Isham is also frustrated by the way the selectboard operates. He alleges that selectmen often appear at meetings unprepared, and the agenda posted before the meeting doesn’t always reflect the content of the meeting that follows. In his opinion, the board doesn’t follow Vermont’s rules for board governance, and he thinks the board uses excessive executive sessions.
“What I would like to see is more openness, more accountability, and letting the townspeople know what’s going on, not trying to cover things up,” Isham said.
Selectboard Chair Gerald “Beanie” Masterson said Isham’s resignation as auditor comes at a bad time for the town, when budget discussions for next year are gearing up.
“He waited until right now to resign,” Masterson said. “He left when we needed him.”
The town has been able to fill two of its three auditor positions, and the selectboard is set to appoint a third auditor at an upcoming meeting.

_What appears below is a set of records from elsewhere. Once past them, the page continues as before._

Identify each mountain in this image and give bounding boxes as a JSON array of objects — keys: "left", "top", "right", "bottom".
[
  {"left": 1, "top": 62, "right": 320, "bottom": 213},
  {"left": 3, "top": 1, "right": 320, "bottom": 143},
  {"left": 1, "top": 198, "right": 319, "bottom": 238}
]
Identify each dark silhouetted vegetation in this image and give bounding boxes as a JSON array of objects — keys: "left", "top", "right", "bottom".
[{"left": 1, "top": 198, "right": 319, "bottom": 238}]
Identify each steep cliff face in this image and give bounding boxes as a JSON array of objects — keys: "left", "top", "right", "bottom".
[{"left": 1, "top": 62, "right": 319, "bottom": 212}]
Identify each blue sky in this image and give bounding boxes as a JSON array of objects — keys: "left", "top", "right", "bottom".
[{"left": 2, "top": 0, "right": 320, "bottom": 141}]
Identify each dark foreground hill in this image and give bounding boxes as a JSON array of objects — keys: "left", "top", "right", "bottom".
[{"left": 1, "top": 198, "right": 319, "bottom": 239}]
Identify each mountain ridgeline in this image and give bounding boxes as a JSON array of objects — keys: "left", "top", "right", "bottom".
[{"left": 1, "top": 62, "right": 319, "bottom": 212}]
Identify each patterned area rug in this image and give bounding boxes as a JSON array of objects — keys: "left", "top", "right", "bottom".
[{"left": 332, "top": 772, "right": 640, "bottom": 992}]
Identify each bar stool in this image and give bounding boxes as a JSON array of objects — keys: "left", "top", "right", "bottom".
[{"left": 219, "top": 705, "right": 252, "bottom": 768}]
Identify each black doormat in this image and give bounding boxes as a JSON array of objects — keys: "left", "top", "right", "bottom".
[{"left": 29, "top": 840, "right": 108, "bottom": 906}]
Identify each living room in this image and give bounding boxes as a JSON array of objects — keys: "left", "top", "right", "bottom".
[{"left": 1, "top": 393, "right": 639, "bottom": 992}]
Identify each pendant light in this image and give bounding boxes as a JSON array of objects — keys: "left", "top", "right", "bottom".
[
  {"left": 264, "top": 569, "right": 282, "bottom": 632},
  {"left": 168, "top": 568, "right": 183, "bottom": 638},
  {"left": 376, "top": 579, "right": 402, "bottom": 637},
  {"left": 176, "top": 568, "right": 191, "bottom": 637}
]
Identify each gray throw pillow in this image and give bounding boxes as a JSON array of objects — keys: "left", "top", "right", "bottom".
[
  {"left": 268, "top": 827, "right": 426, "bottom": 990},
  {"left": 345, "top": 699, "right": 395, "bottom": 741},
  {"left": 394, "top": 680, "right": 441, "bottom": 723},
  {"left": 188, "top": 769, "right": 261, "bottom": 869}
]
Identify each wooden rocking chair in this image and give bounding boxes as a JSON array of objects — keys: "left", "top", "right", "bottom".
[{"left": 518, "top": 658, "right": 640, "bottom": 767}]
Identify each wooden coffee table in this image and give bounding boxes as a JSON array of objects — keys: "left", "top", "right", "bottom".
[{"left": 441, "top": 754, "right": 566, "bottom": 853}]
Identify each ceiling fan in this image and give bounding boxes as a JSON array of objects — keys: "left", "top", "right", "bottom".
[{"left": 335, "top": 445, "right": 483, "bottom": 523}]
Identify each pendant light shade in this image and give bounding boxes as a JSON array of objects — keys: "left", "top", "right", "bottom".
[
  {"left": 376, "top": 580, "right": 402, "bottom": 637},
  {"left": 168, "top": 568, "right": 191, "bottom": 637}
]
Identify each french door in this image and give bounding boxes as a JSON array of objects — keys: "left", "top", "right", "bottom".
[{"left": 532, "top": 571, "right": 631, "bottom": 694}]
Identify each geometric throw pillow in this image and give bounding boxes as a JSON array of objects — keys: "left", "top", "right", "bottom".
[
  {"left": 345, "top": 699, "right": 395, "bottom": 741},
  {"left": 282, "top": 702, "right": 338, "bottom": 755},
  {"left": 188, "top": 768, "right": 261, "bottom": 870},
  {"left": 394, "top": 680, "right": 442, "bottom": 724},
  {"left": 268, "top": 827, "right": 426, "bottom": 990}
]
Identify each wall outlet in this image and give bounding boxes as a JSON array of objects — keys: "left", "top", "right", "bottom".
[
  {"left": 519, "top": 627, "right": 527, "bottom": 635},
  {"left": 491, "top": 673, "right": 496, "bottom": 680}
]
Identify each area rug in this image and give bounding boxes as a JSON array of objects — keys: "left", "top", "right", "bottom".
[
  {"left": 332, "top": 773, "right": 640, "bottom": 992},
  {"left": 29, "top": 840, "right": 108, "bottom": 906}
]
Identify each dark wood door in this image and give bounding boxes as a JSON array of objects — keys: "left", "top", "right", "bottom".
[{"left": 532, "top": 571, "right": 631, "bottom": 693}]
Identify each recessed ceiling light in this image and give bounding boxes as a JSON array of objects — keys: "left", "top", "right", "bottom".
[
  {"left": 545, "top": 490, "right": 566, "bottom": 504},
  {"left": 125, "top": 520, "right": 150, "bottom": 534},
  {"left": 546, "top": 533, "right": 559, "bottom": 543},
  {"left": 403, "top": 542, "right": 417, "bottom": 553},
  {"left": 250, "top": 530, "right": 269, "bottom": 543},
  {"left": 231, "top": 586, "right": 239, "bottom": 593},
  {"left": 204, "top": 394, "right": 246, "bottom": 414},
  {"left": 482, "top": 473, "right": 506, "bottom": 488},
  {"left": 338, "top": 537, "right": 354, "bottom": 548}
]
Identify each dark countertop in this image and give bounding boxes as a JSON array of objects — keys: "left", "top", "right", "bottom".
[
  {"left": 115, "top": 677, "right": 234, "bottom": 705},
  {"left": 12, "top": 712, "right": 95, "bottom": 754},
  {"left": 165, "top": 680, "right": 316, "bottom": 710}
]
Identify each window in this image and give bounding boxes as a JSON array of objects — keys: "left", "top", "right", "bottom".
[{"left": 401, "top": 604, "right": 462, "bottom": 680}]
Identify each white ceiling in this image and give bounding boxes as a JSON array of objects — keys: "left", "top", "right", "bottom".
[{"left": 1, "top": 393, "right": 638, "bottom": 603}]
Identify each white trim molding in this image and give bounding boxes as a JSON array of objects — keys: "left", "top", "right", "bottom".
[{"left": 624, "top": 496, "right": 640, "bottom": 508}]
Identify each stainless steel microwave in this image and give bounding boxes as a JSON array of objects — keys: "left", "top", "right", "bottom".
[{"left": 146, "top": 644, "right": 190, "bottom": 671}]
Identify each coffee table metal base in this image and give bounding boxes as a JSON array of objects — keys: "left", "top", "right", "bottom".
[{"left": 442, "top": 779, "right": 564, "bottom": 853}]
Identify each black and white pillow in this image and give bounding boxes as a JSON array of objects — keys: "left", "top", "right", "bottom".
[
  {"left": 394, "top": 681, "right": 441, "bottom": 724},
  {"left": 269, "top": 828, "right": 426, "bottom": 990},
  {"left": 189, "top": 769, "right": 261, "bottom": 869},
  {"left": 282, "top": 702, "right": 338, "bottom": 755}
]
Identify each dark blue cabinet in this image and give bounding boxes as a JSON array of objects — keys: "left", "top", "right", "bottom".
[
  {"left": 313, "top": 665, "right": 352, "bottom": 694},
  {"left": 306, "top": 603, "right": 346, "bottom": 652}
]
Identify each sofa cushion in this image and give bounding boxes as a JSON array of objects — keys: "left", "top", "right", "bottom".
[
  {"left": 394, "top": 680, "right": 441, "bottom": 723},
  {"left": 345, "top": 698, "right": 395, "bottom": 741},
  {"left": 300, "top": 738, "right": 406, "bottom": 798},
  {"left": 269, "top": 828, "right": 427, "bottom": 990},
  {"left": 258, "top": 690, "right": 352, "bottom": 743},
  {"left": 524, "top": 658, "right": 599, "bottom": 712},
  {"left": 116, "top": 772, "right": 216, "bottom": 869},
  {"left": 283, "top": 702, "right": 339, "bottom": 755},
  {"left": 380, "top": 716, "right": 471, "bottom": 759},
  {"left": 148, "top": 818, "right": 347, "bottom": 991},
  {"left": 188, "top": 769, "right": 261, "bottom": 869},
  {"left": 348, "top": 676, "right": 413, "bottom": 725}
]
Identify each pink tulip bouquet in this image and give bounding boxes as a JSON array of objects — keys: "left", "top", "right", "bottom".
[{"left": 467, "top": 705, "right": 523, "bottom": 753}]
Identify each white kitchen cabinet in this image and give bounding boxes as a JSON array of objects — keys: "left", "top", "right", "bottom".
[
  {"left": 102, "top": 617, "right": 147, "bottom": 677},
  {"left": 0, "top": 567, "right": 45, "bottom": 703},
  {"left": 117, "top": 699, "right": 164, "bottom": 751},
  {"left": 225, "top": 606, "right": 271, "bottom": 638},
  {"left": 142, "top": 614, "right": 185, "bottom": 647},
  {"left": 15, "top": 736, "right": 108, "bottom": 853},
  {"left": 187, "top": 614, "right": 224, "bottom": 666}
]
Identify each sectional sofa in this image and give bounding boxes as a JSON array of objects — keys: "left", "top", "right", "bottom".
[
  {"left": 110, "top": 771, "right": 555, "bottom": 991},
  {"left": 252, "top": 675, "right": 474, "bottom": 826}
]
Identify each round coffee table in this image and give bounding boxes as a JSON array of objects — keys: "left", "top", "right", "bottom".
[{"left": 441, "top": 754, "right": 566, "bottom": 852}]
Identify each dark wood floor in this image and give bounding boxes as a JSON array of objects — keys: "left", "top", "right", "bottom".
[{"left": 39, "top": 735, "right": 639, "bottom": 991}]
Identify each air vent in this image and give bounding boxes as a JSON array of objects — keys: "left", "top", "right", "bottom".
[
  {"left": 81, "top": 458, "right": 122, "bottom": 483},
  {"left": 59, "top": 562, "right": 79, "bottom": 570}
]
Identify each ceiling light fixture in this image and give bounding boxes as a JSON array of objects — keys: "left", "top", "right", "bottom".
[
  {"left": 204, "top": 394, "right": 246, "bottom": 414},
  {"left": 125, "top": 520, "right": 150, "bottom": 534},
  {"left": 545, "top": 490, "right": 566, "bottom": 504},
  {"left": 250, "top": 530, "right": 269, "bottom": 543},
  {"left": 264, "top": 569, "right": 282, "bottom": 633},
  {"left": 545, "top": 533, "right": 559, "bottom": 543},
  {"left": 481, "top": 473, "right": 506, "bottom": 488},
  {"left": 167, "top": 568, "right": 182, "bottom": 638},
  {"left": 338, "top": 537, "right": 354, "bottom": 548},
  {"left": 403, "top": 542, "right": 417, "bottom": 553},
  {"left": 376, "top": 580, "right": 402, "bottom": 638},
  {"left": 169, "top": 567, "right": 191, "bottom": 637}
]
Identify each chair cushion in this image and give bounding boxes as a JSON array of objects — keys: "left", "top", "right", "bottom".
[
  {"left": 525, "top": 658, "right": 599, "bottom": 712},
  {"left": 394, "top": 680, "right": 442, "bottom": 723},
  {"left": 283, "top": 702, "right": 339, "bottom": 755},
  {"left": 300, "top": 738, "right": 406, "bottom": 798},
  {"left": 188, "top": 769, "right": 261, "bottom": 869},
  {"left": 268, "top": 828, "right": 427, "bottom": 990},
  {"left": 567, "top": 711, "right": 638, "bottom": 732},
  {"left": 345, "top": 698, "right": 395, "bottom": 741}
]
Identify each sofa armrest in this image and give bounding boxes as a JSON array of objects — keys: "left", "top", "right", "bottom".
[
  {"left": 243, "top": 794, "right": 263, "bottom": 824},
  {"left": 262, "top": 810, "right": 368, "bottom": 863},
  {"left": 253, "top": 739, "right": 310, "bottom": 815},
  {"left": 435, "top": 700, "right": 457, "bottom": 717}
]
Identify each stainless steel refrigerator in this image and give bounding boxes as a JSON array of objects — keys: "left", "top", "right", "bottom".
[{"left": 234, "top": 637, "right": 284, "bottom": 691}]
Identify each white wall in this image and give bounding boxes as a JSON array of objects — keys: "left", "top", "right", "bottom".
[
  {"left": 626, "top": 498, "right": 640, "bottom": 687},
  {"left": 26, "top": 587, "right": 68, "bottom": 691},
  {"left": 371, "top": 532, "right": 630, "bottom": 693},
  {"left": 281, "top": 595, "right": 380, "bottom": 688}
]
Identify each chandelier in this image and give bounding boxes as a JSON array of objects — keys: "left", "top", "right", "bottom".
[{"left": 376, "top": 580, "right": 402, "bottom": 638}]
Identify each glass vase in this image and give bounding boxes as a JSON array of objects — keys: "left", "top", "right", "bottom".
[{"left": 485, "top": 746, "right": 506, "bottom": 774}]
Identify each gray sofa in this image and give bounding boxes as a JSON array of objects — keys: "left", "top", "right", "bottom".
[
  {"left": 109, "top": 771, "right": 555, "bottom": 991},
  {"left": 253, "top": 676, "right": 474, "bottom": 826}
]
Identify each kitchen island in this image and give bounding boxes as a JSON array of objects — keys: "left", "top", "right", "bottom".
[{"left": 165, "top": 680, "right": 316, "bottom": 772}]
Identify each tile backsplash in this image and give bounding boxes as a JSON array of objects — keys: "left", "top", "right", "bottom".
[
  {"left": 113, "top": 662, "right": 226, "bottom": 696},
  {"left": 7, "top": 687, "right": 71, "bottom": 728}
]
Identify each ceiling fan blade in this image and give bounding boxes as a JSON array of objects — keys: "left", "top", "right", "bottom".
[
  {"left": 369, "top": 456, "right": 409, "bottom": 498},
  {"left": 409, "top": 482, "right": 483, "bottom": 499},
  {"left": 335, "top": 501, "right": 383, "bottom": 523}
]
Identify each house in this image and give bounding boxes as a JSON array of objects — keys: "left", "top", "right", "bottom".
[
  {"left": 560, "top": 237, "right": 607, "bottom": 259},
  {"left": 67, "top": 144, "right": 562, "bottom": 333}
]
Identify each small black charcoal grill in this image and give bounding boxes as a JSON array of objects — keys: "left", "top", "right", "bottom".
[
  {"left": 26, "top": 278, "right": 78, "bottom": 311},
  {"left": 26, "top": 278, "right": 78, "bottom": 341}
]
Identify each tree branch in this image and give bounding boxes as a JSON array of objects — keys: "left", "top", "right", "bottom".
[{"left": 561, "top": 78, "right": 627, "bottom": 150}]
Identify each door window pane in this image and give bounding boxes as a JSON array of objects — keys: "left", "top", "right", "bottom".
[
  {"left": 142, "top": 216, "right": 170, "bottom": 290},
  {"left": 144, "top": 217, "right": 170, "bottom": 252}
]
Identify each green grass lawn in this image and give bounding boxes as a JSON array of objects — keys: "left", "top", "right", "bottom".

“I think (Isham) would have done a good job (as auditor),” Masterson said. “He tries to get to the bottom of things. Unfortunately, he decided it would be a conflict of interest, which I don’t understand.”
Masterson characterized some of Isham’s beliefs about the state of town affairs as “half truths.”
Isham applied to be appointed to a vacancy on the selectboard in October, following Selectman Don Mayo’s death on Sept. 15. Six candidates — Floyd Hall, Isham, Ethan Ready, Jim Adams and Will Sipsey — threw their hats into the ring for the interim seat on the board. The board weighed the six applications in an executive session on Oct. 6, and ultimately chose Ready to fill Mayo’s seat on the board.
Now Isham, a three-year resident of the town, will run for that same seat on Town Meeting Day. No one else has announced their intention to run yet, but Masterson predicted Isham would face an “uphill battle” for the seat.
“He has some beliefs, as I do, about things that need to get done in town,” Masterson said, “and he thinks they need to happen 10 minutes before we even think about them.”